Callidas Aezion’s face took on a paternal amusement, like a father watching his son struggling to understand why he had to do his chores.
“Their minor suffering buys a greater good for the Blessed. It as the fable of the city of Omilio where the pain of a single child brings the rest of the city prosperity and happiness.” He said. “You are blinded by self-righteous pity to the point you can’t see what is obvious.”
“It isn’t just one child, though that is disgusting as well, it is thousands of people.”
“People? It is thousands of the sinful damned, wretched clones, made less men than they are Infernal Beasts.” Callidas laughed. “They are nothing and no one.”
“Their creators made them clones, Hades made them damned to the Pit, and Elysium made them unwilling slaves transformed halfway into Beasts.” I said. “None of those things were their faults or their own doing.”
“Abandon this foolishness and perhaps you will be forgiven after Hades strips you of your position. Elysium exists by the will of the gods.”
“And I defy them.”
“Why?” Callidas said.
“How could I stand to look at the Laruas and do nothing?” I said.
“Then don’t look at them. If you wish, you could abandon this place for Asphodel once Hades or we the Blessed crush this absurd rebellion outside our walls. Go live among those lifeless souls and be free of your guilt. No longer will you benefit from them; no longer will you see them working silently.” Callidas said. “Will you stay in Omilio or will you walk away?

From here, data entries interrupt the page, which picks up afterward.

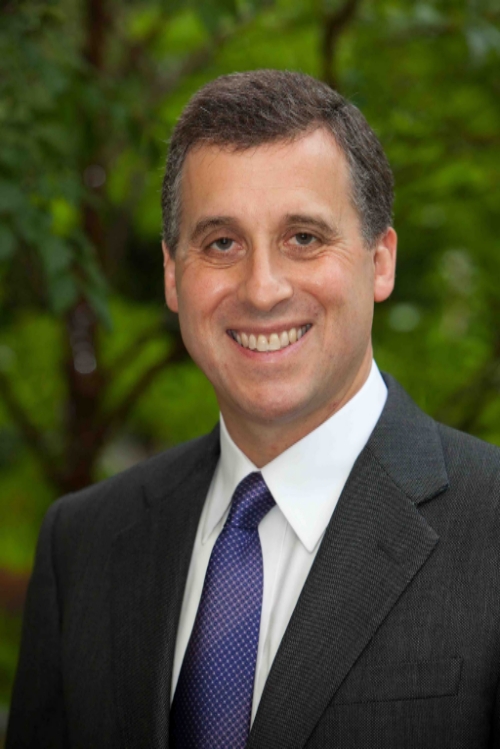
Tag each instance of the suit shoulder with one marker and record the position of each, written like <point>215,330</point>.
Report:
<point>124,492</point>
<point>470,456</point>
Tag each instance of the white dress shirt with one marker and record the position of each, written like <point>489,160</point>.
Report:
<point>306,482</point>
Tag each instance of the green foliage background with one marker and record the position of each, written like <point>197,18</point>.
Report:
<point>89,92</point>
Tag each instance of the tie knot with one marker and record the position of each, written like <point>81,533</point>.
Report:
<point>251,501</point>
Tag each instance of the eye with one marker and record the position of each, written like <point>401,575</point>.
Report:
<point>224,244</point>
<point>304,239</point>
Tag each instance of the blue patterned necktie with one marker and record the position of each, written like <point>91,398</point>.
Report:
<point>213,701</point>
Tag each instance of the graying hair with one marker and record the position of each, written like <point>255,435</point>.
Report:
<point>244,110</point>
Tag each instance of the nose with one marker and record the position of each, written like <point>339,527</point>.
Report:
<point>265,282</point>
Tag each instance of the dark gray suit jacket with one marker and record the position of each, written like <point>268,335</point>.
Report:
<point>394,643</point>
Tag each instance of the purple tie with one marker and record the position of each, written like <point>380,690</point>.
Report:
<point>213,701</point>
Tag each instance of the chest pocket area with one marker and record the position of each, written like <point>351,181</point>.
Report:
<point>401,681</point>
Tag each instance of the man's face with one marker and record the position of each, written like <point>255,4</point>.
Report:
<point>272,281</point>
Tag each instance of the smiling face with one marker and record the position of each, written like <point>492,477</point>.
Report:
<point>274,285</point>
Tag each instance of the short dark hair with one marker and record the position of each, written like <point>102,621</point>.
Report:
<point>244,110</point>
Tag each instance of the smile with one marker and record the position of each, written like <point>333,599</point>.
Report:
<point>271,342</point>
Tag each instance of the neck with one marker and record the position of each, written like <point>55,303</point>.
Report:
<point>263,441</point>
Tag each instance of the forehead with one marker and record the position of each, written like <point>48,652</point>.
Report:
<point>267,179</point>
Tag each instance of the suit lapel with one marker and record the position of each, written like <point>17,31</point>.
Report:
<point>375,544</point>
<point>150,563</point>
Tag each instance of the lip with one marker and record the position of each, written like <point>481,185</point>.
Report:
<point>268,329</point>
<point>268,356</point>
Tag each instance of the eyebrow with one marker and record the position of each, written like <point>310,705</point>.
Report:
<point>291,219</point>
<point>211,222</point>
<point>313,222</point>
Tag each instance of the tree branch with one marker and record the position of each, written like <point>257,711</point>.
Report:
<point>334,25</point>
<point>118,414</point>
<point>32,435</point>
<point>124,357</point>
<point>195,62</point>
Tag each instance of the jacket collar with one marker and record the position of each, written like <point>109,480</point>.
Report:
<point>375,544</point>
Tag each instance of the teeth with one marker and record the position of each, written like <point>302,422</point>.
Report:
<point>262,343</point>
<point>274,342</point>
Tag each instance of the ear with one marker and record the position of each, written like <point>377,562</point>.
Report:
<point>384,260</point>
<point>169,276</point>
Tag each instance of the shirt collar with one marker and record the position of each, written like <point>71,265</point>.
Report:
<point>307,479</point>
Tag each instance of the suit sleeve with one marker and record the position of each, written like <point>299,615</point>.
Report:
<point>37,717</point>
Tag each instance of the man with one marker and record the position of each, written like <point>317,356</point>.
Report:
<point>324,568</point>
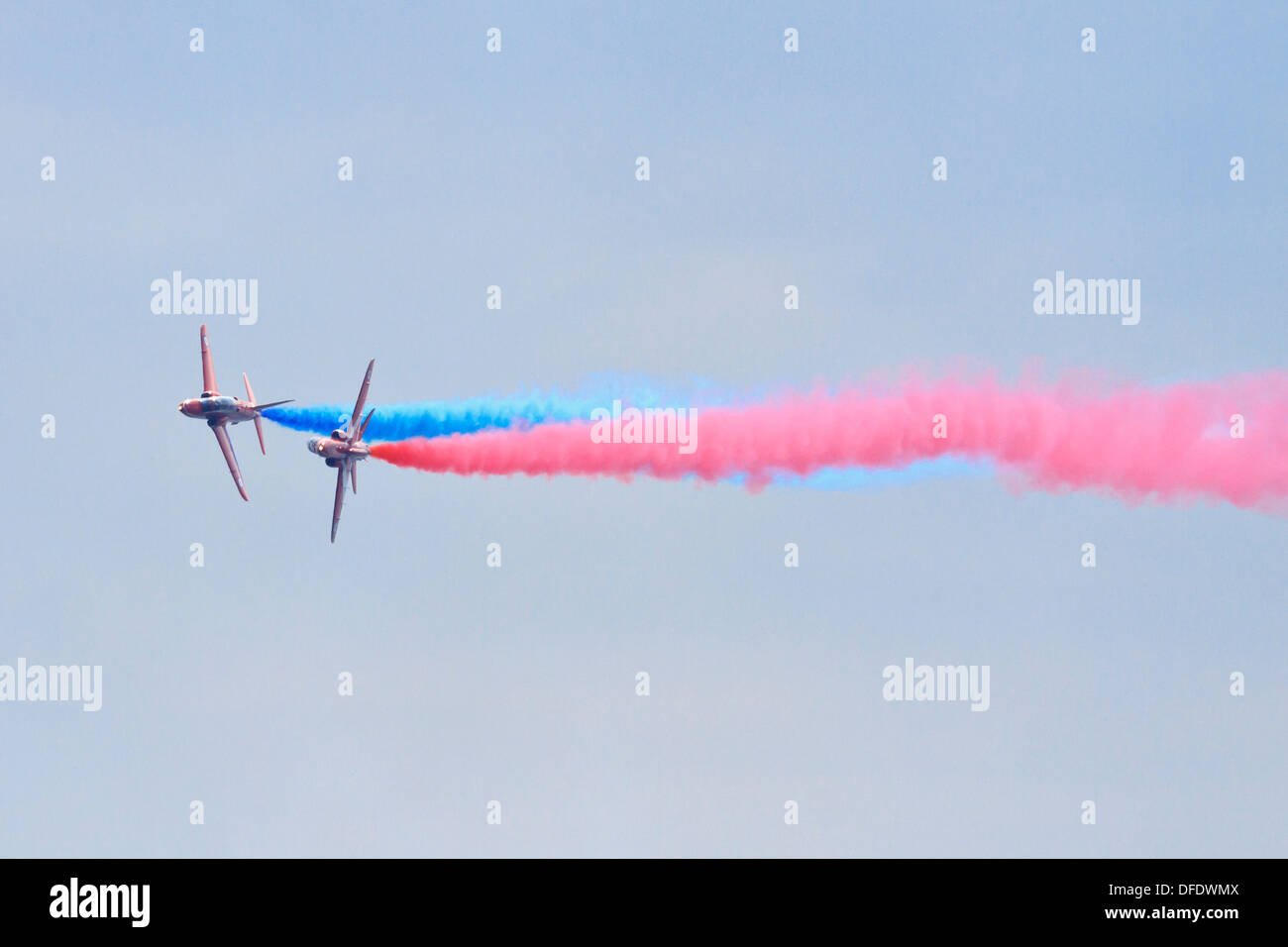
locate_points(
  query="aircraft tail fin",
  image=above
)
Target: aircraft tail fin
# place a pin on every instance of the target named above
(259, 427)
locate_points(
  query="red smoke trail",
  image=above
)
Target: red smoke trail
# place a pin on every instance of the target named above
(1170, 442)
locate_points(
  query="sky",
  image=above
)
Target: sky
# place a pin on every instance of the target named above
(518, 684)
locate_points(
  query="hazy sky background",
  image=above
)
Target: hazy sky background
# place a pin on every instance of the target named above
(516, 684)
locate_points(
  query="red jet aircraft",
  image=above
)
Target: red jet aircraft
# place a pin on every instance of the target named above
(220, 410)
(344, 449)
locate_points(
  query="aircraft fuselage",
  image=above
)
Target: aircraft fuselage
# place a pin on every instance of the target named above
(334, 449)
(211, 407)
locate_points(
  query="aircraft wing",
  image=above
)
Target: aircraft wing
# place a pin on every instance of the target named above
(207, 365)
(227, 447)
(362, 401)
(339, 500)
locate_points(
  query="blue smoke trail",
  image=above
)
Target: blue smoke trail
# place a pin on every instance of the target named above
(469, 415)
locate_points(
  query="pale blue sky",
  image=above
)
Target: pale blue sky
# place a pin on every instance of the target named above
(518, 684)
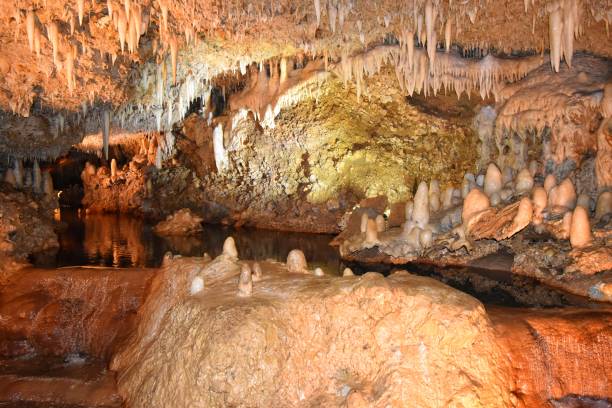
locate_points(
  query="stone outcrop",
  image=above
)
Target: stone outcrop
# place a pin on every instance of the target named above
(295, 345)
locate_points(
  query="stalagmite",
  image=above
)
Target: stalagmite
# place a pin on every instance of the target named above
(604, 205)
(566, 226)
(408, 210)
(257, 272)
(48, 188)
(296, 262)
(523, 182)
(447, 198)
(113, 169)
(81, 10)
(380, 223)
(9, 177)
(229, 248)
(18, 173)
(549, 182)
(563, 195)
(475, 202)
(580, 233)
(105, 132)
(36, 178)
(30, 25)
(371, 232)
(420, 213)
(540, 200)
(524, 214)
(364, 223)
(197, 285)
(493, 180)
(434, 196)
(584, 201)
(425, 238)
(245, 282)
(555, 24)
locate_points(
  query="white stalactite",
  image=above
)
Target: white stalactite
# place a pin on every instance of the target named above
(555, 33)
(105, 132)
(81, 10)
(30, 25)
(221, 157)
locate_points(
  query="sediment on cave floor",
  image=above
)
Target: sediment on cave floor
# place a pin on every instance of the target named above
(302, 204)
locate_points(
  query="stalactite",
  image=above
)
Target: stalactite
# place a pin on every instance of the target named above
(105, 131)
(318, 12)
(174, 57)
(30, 26)
(555, 30)
(48, 188)
(81, 10)
(37, 36)
(37, 178)
(122, 27)
(69, 65)
(447, 35)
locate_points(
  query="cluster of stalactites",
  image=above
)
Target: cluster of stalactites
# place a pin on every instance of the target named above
(63, 51)
(564, 23)
(416, 72)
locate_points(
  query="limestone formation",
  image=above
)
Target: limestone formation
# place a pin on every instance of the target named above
(257, 272)
(296, 261)
(493, 181)
(604, 205)
(420, 213)
(229, 248)
(380, 223)
(371, 235)
(364, 222)
(549, 182)
(475, 202)
(562, 195)
(197, 285)
(580, 232)
(245, 281)
(524, 182)
(540, 201)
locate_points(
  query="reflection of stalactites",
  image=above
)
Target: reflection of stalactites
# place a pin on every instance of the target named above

Those are your two choices, Adrias Heraklion.”
“Neither.”
“Neither?” He said, confused.
“I will raze this place to the ground, seize its arms and riches, and burn and break my way back to life.” I replied.
“Impossible.” Callidas scoffed. “You will be cast down to the Pit for this long before you even get close to leaving this realm.”
“I’ll have my historians note your opinion once I’ve returned to the mortals.” I said.
He was growing more and more anxious as my Laruas finished their jobs and stood behind me.
“Elysium is the only heaven in the lands of the dead that mortal men could earn their right to. You would annihilate paradise to soothe a far lesser pain than the pleasure gained? You make all the worlds worse as a result.”
“I never said I existed to make the universe better. I am a destroyer. Perhaps someday a tyrant restrained by reason and wisdom. But not a builder or a healer.” I said.
“You’re insane.” Callidas said.
“I am the Flame and I will rule over a kingdom of ash before I suffer people like you to exist. If I lived in your fable, every stone of Omilio would be cast down too.”
“Wait, wait, you need me. If you want to get out of the Underworld you need my help, only I know how to get out.” He said with desperate fervor.
“The servants who you had carry the goods and make the trade for you answer to me.” I said as his eyes widened. “If you wanted to make yourself valuable to me, you shouldn’t have chosen to be the middleman of the operation. I don’t need you.”
Then I stabbed him as well in the heart. I wondered if Dio felt the same dark satisfaction when he had done the same to me. When I stepped out of the courthouse, I was plunged into a world of screams and chaos. I smiled. That was one promise I had fulfilled of my four.